Apple has released security updates to fix two actively exploited iOS zero-day vulnerabilities in the Webkit engine used by hackers to attack iPhones, iPads, iPods, macOS, and Apple Watch devices.
Apple issued multiple security advisories according to which the company is aware of a report that this issue may have been actively exploited.
Webkit is Apple’s browser rendering engine that is used by all mobile web browsers in iOS and other applications that render HTML, such as Apple Mail and the App Store.
These vulnerabilities are tracked as CVE-2021-30665 and CVE-2021-30663, and both allow arbitrary remote code execution (RCE) on vulnerable devices simply by visiting a malicious website.
RCE vulnerabilities allow attackers to target vulnerable devices and execute commands on them remotely.

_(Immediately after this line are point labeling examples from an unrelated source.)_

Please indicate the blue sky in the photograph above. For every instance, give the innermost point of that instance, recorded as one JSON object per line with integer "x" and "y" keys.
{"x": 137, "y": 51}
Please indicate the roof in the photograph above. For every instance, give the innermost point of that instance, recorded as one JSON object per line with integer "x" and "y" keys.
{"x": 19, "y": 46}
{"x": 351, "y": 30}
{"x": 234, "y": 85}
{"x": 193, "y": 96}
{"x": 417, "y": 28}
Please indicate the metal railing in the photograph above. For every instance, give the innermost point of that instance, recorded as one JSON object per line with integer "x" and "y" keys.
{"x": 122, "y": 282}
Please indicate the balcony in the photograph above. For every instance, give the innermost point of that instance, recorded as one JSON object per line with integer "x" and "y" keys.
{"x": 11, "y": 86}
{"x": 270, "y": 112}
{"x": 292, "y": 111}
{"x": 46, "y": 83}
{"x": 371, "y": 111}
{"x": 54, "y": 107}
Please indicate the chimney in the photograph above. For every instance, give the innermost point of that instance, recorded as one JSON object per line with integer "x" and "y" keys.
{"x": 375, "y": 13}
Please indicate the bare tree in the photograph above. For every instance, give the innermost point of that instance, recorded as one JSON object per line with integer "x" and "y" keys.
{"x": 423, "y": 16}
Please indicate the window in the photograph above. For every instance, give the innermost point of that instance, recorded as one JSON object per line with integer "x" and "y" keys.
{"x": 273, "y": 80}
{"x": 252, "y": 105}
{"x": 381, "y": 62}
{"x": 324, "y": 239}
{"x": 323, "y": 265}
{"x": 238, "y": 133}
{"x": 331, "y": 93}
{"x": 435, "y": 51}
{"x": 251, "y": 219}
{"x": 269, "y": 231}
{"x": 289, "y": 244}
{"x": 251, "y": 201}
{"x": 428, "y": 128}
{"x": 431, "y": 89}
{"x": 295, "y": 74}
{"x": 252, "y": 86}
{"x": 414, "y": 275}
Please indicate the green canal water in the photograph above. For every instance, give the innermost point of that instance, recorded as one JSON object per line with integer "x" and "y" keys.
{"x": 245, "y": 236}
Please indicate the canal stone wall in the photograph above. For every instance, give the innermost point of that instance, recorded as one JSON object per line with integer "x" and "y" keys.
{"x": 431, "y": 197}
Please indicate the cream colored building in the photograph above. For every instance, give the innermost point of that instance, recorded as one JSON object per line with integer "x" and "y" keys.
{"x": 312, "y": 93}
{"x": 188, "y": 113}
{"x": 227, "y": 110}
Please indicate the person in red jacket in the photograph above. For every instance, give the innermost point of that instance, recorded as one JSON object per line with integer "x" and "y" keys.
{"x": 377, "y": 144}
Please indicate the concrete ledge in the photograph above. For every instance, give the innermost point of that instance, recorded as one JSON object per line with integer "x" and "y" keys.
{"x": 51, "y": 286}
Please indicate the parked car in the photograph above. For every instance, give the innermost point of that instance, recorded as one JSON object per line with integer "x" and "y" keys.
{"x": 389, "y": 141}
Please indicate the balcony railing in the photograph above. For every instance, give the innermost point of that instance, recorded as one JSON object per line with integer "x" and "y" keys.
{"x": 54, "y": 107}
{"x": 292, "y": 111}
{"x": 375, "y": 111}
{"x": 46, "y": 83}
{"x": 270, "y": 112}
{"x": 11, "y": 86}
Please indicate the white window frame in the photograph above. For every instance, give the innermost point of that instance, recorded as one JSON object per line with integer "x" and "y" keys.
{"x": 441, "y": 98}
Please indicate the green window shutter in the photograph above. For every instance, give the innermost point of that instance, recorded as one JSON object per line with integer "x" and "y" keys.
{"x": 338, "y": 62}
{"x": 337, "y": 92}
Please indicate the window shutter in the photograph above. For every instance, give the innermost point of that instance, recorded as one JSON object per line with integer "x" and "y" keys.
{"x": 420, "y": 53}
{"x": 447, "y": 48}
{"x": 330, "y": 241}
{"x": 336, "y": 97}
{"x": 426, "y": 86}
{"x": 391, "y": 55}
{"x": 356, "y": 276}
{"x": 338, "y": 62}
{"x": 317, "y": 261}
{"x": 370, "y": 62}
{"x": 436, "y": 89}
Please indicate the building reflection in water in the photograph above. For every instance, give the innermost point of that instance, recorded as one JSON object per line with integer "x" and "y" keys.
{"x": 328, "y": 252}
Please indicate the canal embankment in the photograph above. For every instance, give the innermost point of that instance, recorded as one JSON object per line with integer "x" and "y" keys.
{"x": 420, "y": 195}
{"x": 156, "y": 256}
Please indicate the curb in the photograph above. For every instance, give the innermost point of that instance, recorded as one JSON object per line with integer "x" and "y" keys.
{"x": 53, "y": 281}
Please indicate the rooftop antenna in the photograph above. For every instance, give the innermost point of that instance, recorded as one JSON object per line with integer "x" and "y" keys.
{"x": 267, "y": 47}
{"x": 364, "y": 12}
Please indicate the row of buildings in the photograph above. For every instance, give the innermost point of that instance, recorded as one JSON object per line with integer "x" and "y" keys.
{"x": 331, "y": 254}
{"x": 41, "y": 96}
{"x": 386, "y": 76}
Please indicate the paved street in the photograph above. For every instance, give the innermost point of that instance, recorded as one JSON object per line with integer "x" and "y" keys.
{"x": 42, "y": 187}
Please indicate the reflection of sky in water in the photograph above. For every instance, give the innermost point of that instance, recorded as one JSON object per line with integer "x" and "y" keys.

CVE-2021-30665 was discovered by Yang Kang, zerokeeper, and Bian Liang of Qihoo 360 ATA, while CVE-2021-30663 was reported to Apple by an anonymous researcher.
The list of affected devices includes:
- iPhone 6s and later, iPad Pro (all models), iPad Air 2 and later, iPad 5th generation and later, iPad mini 4 and later, and iPod touch (7th generation)
- macOS Big Sur
- Apple Watch Series 3 and later
The zero-days were addressed by Apple in the iOS 14.5.1, iOS 12.5.3, macOS Big Sur 11.3.1, and the watchOS 7.4.1 updates.
This update also fixes an issue with App Tracking Transparency where some users who previously disabled Allow Apps to Request to Track in Settings may not receive prompts from apps after re-enabling it.